18 Aug 2014 9:33 #14452

Quoted from DanRRight Jalih, looks like you have upgraded to 8 cores/threaded processor PC:-)

I wish that would be the case, but no I am still using my six years old PC.

Please compare how this scales with number of threads from 1 to 8.

I have not done any timings. Accurate timing of multithreaded code has it's difficulties. I only tried with Clock@() function and that resulted erroneus result and program hang.

With correct use, I expect thread pool to perfrom quite well. It can reduce overhead a lot and makes managing multithreaded code easy. You can use default application thread pool for simple work, so you only have to create and submit workitems, wait for work callbacks to complete and close workitems. Also process can make use of multiple thread pools.

jalih

Posts: 192

Back to Top

18 Aug 2014 2:44 #14453

Another thread pool sample.

The sample above is a ClearWin+ application that uses application default thread pool to run update and drawing code inside separate thread. This could be used as a simple game template.

JohnCampbell

Posts: 2526 Sydney

Back to Top

19 Aug 2014 5:09 #14456

Jalih,

SYSTEM_CLOCK is based on QueryPerformanceCounter, which is a good real time or elapsed timer. While there can be errors in the timers between different CPU's, the error is typically less than the accuracy of the timer call.
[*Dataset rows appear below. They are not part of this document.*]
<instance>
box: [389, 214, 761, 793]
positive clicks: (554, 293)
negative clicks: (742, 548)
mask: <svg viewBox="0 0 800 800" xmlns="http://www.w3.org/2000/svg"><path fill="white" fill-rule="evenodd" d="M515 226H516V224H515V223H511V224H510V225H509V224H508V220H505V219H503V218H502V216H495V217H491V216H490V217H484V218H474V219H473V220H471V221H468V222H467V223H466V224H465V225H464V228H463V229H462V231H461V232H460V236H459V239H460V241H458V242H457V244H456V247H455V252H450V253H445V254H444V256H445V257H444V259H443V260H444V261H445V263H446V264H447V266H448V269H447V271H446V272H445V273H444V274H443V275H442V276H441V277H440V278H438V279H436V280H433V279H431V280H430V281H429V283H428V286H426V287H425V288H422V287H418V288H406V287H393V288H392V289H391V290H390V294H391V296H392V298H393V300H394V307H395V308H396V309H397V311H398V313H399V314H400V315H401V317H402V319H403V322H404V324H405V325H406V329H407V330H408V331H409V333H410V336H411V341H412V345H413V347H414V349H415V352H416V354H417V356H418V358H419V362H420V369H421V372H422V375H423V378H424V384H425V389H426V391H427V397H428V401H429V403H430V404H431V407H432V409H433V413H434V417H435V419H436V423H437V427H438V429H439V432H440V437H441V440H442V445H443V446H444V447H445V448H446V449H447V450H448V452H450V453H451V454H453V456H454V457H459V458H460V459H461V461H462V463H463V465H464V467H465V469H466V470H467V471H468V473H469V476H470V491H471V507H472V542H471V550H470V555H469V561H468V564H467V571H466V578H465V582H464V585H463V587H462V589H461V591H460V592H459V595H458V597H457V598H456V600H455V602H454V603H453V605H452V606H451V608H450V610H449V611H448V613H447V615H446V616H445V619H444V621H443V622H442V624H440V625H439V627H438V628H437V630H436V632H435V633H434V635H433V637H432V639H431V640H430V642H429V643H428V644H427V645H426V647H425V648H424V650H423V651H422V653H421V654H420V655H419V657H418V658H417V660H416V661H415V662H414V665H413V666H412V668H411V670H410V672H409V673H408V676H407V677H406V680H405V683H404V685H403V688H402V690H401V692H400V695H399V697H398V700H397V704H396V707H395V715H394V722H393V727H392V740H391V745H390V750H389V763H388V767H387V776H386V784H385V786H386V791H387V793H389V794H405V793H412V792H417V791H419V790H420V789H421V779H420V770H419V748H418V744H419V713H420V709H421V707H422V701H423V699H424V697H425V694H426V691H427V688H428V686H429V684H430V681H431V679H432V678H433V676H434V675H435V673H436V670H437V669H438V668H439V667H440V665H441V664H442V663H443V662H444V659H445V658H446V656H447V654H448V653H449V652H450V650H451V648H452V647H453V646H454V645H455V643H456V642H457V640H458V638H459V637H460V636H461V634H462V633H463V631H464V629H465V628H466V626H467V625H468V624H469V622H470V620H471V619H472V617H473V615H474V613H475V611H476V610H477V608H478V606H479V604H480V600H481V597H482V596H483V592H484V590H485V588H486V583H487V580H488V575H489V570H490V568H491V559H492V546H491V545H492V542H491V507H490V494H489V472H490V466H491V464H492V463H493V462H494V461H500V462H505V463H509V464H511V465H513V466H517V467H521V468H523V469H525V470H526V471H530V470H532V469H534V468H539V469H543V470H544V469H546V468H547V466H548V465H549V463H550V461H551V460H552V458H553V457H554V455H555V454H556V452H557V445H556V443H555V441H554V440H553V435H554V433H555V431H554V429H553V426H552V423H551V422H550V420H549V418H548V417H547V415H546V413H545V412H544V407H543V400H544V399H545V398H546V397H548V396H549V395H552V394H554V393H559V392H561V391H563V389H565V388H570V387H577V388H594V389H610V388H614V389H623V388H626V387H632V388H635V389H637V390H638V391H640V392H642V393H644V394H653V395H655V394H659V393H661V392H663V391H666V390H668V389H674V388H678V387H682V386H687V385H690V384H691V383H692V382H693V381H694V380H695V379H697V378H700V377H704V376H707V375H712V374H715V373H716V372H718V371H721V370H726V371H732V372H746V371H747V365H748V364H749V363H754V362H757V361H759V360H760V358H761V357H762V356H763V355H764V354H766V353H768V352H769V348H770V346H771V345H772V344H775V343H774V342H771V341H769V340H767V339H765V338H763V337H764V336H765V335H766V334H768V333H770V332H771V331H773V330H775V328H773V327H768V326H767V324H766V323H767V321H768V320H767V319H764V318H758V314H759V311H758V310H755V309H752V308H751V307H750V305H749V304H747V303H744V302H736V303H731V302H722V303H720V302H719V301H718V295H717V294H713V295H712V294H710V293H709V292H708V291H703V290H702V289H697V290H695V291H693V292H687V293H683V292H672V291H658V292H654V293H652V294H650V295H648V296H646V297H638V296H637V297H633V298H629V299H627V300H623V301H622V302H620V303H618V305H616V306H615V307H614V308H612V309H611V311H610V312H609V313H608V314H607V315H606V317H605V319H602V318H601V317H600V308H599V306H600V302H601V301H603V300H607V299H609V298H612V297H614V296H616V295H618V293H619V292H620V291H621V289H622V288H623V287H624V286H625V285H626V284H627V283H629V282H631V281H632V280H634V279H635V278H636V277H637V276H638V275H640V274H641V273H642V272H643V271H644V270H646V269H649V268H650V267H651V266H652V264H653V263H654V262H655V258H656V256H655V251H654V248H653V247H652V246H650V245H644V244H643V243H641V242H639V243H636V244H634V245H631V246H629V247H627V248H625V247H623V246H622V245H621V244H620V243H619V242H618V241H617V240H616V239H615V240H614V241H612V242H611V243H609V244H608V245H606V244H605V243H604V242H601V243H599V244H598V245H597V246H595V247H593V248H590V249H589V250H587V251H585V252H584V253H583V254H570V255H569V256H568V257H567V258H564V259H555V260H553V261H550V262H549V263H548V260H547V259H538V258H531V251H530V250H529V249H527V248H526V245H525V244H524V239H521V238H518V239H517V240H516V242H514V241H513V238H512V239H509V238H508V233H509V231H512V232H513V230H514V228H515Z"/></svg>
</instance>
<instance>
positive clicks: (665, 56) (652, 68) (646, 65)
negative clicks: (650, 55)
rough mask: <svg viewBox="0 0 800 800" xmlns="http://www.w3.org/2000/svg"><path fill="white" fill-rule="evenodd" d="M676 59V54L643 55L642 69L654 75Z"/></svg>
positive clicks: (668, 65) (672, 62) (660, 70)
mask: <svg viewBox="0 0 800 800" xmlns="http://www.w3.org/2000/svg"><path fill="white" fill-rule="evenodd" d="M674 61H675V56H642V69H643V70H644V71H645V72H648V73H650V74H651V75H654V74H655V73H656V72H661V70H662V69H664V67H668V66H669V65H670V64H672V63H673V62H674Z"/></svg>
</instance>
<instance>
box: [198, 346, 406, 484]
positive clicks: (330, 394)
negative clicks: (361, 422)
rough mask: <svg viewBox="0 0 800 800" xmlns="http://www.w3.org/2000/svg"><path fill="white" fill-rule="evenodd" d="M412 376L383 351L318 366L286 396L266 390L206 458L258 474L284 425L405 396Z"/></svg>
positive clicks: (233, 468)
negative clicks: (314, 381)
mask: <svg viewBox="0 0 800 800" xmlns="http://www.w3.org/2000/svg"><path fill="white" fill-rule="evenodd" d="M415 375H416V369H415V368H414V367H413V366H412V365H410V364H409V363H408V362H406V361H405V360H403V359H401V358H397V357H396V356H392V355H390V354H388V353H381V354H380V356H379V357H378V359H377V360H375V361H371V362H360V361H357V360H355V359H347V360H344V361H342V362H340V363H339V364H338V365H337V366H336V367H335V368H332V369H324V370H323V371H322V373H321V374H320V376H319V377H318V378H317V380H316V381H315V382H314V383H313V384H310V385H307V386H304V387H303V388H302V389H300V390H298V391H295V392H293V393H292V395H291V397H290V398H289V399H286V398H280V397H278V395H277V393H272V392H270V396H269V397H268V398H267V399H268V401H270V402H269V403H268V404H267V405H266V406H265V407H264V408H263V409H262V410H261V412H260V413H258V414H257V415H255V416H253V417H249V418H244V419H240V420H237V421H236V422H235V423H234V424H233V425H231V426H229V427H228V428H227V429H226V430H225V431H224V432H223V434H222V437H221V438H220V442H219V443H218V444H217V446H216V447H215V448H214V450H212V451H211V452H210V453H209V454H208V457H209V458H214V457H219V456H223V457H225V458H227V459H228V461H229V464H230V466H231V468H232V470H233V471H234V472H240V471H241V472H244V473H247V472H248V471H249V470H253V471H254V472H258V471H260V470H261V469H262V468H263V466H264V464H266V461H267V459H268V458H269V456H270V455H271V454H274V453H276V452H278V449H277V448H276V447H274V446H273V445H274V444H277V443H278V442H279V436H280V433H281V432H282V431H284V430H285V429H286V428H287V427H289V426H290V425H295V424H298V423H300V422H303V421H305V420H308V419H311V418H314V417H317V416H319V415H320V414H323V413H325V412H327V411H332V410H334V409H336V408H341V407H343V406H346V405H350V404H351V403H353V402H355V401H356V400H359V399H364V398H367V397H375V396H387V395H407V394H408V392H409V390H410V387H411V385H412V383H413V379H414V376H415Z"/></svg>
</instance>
Lately, I have been testing gFortran for OMP programming, before venturing into Clearwin_64. This manages all the stack issues and the replication of private variables. One of the disadvantages of OMP is the overhead of the multiple thread initialisation. A suitable OMP code must have sufficient computation for each thread to make them effective. I have also found that memory access speed and utilisation of cache are a significant influence on performance. The general rule for multi-loop code structures is to use OMP on the outer loop and vector instructions on the inner loop. A single simple DO loop, such as Dot_Product below is not suitable for OMP coding, due to the thread overheads.

!  Simple Dot_Product using !$OMP
!   (not recommended, due to OMP overheads)
!
!$OMP  PARALLEL DO PRIVATE (i), SHARED (a,b,n),   &
!$OMP& REDUCTION(+ : s)
      s = 0
      do i = 1,n
         s = s + a(i) * b(i)
      end do
!$OMP END PARALLEL DO

What is the advantage of the multi-threading approach you are describing ? Does it's simpler thread structure have reduced thread overhead to overcome some of these OMP issues ?

John

DanRRight

Posts: 2877 South Pole, Antarctica

Back to Top

20 Aug 2014 3:23 (Edited: 20 Aug 2014 9:01) #14461

We have

FTN95 for NET parallelization https://forums.silverfrost.com/Forum/Topic/2239&start=15
Two parallel designs by Jalih
Paul's parallel design
John's approach using OpenMP but that's on different compiler

Which design is most efficient when scaling to multiple independent threads ? The example for NET above uses long run independent threads, the overhead does not matter there. By unknown reason it produced the best parallel scaling, way better then we could expect. Specifically on 4core 4770k with 8 threads it gives acceleration closer to 8 then 4, while other methods give 3-4

jalih

Posts: 192

Back to Top

20 Aug 2014 8:53 #14463

Quoted from JohnCampbell What is the advantage of the multi-threading approach you are describing ? Does it's simpler thread structure have reduced thread overhead to overcome some of these OMP issues ?

Probably the most OpenMP implementations use thread pools. I think the idea is to minimize overhead by not creating and destroying threads for each parallel region. Pool of workers is created at the first parallel region and these threads exist for the duration of program execution. The threads are not destroyed untill the last paraller region is executed.

Basically threads in the pool are queued and wait for work to become available. After thread has processed work, it then returns to the queue to get more work.